Black Beauty fascine les astronomes et les géologues depuis plusieurs années maintenant et une équipe a précisément mené une nouvelle étude portant sur la météorite martienne, une étude tentant d’expliquer la division des hautes terres du sud et basses terres du nord.

Black Beauty, de son vrai nom Northwest Africa 7034, a été découverte en Afrique du Nord en 2011, et plus précisément dans le Désert du Sahara.

Black Beauty

Relativement compacte, elle pèse autour des trois cents grammes, mais cela ne la rend pas moins exceptionnelle pour autant.

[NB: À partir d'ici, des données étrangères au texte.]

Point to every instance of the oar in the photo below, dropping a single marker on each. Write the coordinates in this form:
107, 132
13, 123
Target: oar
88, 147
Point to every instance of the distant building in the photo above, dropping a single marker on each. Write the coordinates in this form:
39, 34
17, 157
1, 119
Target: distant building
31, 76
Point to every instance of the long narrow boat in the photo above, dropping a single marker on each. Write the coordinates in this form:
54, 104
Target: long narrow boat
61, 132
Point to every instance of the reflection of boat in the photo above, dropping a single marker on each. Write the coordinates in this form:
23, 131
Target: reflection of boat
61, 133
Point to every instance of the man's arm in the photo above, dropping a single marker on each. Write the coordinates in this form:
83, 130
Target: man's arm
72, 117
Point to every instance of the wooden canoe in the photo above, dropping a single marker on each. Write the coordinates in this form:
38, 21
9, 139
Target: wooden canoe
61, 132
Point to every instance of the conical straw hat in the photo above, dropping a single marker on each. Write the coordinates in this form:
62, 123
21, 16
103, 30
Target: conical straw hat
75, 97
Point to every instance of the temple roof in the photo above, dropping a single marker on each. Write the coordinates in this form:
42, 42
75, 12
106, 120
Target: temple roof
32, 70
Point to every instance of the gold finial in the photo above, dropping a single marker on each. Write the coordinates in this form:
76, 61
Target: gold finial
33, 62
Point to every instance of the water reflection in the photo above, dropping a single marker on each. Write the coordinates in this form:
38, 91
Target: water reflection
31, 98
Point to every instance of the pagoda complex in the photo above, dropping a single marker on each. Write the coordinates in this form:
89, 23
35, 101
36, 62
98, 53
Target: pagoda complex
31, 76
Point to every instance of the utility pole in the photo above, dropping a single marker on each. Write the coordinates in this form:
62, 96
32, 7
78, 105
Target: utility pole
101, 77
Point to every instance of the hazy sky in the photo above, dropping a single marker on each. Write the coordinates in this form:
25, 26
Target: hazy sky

Black Beauty, une météorite unique en son genre

Si Black Beauty suscite autant d’intérêt de la part de la classe scientifique, c’est avant tout en raison de son âge. La météorite aurait en effet quatre milliards d’années et elle serait donc la plus ancienne météorite martienne découverte à ce jour.

En outre, les analyses menées ces dernières années ont révélé que le corps contiendrait plus de dix fois la quantité d’eau moyenne trouvée dans la structure des autres météorites martiennes. Les chercheurs pensent ainsi que le corps est en réalité issu d’une source volcanique ou d’un aquifère proche de la surface de la planète rouge.

Andrew Stele, un scientifique du Carnegie Institution, l’a longuement étudié et il en est venu à la conclusion que ce corps était la météorite la plus riche sur le plan de la géochimie.

L’histoire de Mars comporte de son côté de nombreuses zones d’ombre. L’une d’entre elles a trait à un événement majeur et très ancien, un événement qui a provoqué une altérité entre les hauts plateaux de l’hémisphère sud, des plateaux composés de nombreux cratères, et les basses terres de l’hémisphère nord.

Une météorite qui nous en apprend beaucoup sur l’histoire de Mars

Entre les deux, l’altitude moyenne varie entre un et trois kilomètres et personne n’a encore été en mesure d’expliquer la chose.

Il existe cependant plusieurs théories et l’une d’entre elles part du principe qu’un corps massif serait entré en collision avec la planète, provoquant de ce fait les bouleversements remarqués.

Or justement, Black Beauty, en raison de son grand âge, pourrait avoir été témoin de cet événement majeur. C’est du moins la thèse avancée par Bill Cassata, un chercheur du laboratoire national de Lawrence Livermore.

D’après lui, les roches composant NW1 7034 était présentes dans le terrain source de la planète rouge il y a environ 4,4 milliards d’années de cela. Toutefois, les éléments composant la météorite se seraient combinés bien plus tard, à une période tournant autour des 200 millions d’années, après avoir été soumis à une forte activité volcanique survenue entre 1,7 et 1,3 milliard d’années.

Dans ce contexte, si un impact comme celui évoqué plus haut a réellement eu lieu, alors il est forcément survenu à une époque lointaine allant au-delà des 4,4 milliards d’années puisque la météorite n’aurait pas pu se former après un tel événement. Pas dans ces conditions.